Llama 4 ships open weights — and the math finally favors self-hosting

Meta's Llama 4 70B and 405B are out. With API prices flat-to-rising, the breakeven point for self-hosting has shifted meaningfully.

What's in the box

Llama 4 70B and 405B, both with permissive license (Meta's usual community license — commercial use OK below 700M MAU).
Mixture-of-experts variant (LLama-4-Scout-17B active / 109B total) at the small end.
256k context on the 70B, 1M on the 405B.
Native tool-use training; performs comparably to closed-source mid-tier models on common benchmarks.

The economics now

For a single H100 serving Llama 4 70B at 4-bit quantization with vLLM, throughput is ~80 tokens/sec under modest load.

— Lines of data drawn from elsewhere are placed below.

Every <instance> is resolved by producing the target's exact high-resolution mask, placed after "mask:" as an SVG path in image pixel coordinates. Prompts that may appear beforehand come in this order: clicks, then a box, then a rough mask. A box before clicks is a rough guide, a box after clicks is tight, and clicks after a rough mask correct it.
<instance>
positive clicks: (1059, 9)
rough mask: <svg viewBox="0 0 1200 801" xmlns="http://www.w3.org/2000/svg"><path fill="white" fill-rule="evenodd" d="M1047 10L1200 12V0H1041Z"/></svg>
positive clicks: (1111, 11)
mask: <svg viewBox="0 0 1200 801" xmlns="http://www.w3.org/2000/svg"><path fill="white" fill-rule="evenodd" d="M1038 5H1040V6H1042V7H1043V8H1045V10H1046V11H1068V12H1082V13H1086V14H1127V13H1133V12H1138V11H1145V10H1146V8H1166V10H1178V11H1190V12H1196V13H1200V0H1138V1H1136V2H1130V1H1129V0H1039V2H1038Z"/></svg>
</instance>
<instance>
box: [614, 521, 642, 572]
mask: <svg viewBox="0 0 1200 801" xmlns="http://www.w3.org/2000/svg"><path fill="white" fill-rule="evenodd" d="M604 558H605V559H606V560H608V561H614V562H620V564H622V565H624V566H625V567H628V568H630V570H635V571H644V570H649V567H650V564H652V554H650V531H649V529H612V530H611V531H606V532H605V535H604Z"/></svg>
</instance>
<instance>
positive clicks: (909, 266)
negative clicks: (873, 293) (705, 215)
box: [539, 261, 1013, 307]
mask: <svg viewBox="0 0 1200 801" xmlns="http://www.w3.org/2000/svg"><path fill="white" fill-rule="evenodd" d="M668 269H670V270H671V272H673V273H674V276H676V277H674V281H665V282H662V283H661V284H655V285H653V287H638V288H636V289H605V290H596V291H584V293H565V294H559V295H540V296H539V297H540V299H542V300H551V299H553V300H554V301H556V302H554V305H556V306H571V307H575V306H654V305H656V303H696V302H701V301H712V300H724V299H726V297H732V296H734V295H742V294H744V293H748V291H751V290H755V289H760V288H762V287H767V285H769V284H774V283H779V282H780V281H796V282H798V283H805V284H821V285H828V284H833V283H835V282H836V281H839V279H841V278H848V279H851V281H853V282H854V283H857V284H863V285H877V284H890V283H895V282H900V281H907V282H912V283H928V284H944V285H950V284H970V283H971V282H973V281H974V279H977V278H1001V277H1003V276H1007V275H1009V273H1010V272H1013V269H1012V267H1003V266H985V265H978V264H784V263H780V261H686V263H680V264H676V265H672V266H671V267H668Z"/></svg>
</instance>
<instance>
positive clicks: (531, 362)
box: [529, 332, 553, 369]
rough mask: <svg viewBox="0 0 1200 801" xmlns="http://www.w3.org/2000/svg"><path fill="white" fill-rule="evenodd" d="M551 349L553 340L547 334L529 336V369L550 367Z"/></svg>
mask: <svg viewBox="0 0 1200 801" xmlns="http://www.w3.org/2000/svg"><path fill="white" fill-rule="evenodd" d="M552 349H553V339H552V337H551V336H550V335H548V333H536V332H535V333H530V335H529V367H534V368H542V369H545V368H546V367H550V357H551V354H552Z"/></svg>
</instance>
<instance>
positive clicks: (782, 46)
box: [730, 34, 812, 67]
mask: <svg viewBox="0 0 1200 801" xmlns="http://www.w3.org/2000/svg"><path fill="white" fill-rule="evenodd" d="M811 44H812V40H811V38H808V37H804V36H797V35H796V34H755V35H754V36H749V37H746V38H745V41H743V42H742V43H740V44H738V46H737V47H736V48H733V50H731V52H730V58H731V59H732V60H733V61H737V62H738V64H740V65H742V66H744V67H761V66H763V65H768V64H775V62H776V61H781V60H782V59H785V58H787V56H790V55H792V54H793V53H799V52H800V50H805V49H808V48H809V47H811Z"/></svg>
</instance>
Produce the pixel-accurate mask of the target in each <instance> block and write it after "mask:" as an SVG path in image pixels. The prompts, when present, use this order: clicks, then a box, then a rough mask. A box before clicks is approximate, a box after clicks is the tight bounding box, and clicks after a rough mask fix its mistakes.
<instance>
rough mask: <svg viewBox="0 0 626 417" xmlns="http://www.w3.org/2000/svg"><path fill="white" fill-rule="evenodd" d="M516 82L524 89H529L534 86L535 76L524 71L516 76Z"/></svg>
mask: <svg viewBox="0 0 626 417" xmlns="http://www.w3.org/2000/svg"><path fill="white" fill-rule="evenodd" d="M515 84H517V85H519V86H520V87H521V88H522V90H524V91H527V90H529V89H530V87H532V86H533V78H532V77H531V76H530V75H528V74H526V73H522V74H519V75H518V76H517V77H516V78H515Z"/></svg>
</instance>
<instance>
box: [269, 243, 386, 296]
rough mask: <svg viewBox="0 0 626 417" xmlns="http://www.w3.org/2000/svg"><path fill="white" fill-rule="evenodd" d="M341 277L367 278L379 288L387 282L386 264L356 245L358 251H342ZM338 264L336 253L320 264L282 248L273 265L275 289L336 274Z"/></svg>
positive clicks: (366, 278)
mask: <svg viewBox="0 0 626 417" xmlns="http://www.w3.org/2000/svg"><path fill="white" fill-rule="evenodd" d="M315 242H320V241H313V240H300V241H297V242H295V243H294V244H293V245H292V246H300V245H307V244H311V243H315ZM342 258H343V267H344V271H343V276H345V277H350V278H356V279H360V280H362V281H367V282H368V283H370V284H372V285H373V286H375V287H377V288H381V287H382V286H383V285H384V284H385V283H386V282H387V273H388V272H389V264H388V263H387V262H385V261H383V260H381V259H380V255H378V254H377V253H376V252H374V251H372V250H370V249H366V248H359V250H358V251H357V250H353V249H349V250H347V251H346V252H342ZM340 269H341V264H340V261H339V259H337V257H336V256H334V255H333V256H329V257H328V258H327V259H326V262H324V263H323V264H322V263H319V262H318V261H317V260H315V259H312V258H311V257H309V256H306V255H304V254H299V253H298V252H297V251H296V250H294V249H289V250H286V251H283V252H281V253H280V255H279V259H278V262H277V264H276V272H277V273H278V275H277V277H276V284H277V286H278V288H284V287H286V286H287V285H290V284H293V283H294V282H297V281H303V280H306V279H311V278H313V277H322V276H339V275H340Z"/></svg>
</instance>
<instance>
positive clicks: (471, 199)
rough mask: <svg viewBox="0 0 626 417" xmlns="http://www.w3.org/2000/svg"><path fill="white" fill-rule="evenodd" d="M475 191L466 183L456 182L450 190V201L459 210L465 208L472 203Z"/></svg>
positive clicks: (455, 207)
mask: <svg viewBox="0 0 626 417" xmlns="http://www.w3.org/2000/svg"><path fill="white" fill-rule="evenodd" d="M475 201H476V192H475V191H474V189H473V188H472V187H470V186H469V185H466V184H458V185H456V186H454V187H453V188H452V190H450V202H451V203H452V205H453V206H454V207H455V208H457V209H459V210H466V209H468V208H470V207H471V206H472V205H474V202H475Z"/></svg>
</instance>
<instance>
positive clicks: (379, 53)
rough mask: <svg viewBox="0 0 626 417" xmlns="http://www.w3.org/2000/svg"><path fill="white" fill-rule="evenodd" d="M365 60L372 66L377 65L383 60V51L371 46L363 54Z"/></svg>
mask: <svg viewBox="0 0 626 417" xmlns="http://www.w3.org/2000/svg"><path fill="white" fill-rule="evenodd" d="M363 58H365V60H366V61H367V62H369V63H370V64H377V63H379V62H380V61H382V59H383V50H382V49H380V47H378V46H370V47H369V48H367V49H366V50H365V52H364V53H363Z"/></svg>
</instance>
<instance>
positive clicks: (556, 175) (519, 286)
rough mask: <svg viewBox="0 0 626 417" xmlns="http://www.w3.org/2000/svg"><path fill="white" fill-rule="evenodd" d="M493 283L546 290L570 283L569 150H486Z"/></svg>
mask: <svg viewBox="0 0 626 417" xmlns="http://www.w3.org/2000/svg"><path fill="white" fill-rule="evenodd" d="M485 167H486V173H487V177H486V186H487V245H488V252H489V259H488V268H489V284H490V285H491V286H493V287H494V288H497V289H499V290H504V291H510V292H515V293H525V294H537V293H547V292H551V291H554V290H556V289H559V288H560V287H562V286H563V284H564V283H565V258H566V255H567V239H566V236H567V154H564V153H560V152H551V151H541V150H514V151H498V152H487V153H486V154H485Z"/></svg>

At ~$2/hr cloud cost, that's roughly $0.07 per 1M tokens — about 50× cheaper than frontier-model API pricing.

The breakeven vs Sonnet-tier APIs at typical workloads is now around 30k requests/day. Below that, APIs win on ops simplicity. Above that, self-hosting Llama 4 is genuinely competitive.

What to actually do

Run a 1-week shadow eval comparing your prompts on Llama 4 vs your current API.
If quality is within 5% on your eval set and volume is non-trivial, build a self-host POC.
Don't self-host as a religious choice. The ops cost is real.